When the U.S. Supreme Court scolded the Bush Administration last year for attempting to try suspected enemy combatants on the cheap, the ruling rested largely on one of the court's most honored precedents. It's the same opinion that helped force Richard Nixon to cough up those embarrassing tapes in 1974. And for more than 50 years it has guided the court in deciding whether a President has acted within his powers or whether he has stepped over the line.

The interesting thing is, it's not a majority opinion. It's a concurrence, a separate statement that a lone Justice, Robert Jackson, cooked up to accompany the court decision striking down Harry Truman's plan for taking over the steel mills in 1952. But its elegant reasoning long ago made it the go-to opinion when the court puts a President in his place.

The Jackson concurrence comes to mind because in several speeches and interviews since early last year, Chief Justice John Roberts has been pursuing a push for unanimity on the court. He wants the Justices to speak with one voice as much as possible, to decide cases 9 to 0, with no pesky dissents or concurrences. As he advised a crowd two weeks ago at Northwestern University School of Law, "The court functions most effectively as a judicial institution saying what the law is when it can deliver one clear and focused opinion of the court."

You figure that, coming from the cerebral Roberts, the argument probably makes sense. The court, after all, wisely achieved unanimity in Brown v. Board of Education, the landmark school-desegregation decision that left no doubt about what the law should be. By contrast, the splintered ruling in Bush v. Gore suggested that partisanship rather than the law guided the court's resolution of the 2000 presidential election.

But the price of unanimity is the loss of concurrence and dissent, the expression of views that can strengthen the law by showing us how it came to be, where it should develop and why the most important rulings are never easy. Sometimes the doubters are right, and if their voices disappear, so might the prospect of not-yet-recognized freedoms or protections for many Americans.

For instance--to sound self-absorbed--take journalists. They haven't fared well recently with the courts, but for decades reporters shielded their sources by citing a famous concurrence from Justice Lewis Powell. In 1972, Powell joined the court's majority in denying journalists an exemption from testifying before a grand jury. But in a separate opinion, he offered an alternative--a test balancing press freedom against the obligation to testify--that many courts used to keep reporters off the witness stand. The opinion no doubt encouraged sources to speak and so allowed us all to become better informed.

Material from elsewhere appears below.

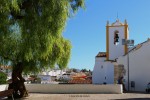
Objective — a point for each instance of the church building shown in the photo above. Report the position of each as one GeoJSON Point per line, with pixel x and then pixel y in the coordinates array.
{"type": "Point", "coordinates": [121, 60]}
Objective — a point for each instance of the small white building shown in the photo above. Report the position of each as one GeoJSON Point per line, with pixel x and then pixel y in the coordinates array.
{"type": "Point", "coordinates": [122, 61]}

Court dissenters have also been crucial to the civil rights of African Americans. In 1896 the Supreme Court ruled that keeping blacks and whites separate but equal was just fine. Only Justice John Harlan found fault with that state of affairs, writing as the lone dissenter in Plessy v. Ferguson that "Our Constitution is color-blind, and neither knows nor tolerates classes among citizens." It would take more than a half-century, but the wisdom of his words finally persuaded the court to acknowledge in Brown that "'separate but equal' has no place" in public education.

Or consider Japanese Americans during World War II. In 1944 a majority of Justices upheld the conviction of Fred Korematsu for resisting internment in a "relocation center." That prompted Justice Frank Murphy to write in dissent that the policy of relocating or incarcerating ethnic Japanese occupied "the ugly abyss of racism." His opinion helped lead a federal court to vacate that conviction 40 years later.

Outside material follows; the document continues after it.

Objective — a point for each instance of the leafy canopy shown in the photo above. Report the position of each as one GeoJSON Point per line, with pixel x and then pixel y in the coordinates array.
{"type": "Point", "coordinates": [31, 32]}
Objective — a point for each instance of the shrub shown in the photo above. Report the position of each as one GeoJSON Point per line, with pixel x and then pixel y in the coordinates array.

All of us can speak more freely, get counsel in a criminal case and keep the police out of our bedrooms because, at some point, maverick Justices stood up to a court majority. Roberts surely knows this, yet he barrels ahead with a campaign for unanimity that is already showing results. Over the past two terms, the number of majority opinions rose from 79 to 81, but the number of dissents dropped from 63 to 60, and concurrences from 61 to 35.

What's troubling is just how Roberts often gets to 9 to 0: by pushing for decisions on grounds narrow enough for each Justice to accept. That makes for some pretty thin rulings, like a 2005 nondecision on whether a New Hampshire law limiting abortions for minors could survive without an exception for the mother's health. All that the Justices could agree to do unanimously was dump the case back on the lower court.

This is not helpful. Fortunately, with the term's most contentious issues--like abortion, affirmative action and global warming--still ahead, the unanimity push may not get much further. As the new guy last term, Roberts could count on his colleagues to get along by going along. This spring should be different. As University of Chicago law professor Geoffrey Stone says, "In the end, the Justices are free agents." Maybe they will agree on the easy cases, but even that's doubtful. If the cases were truly easy, they wouldn't have reached the Supreme Court.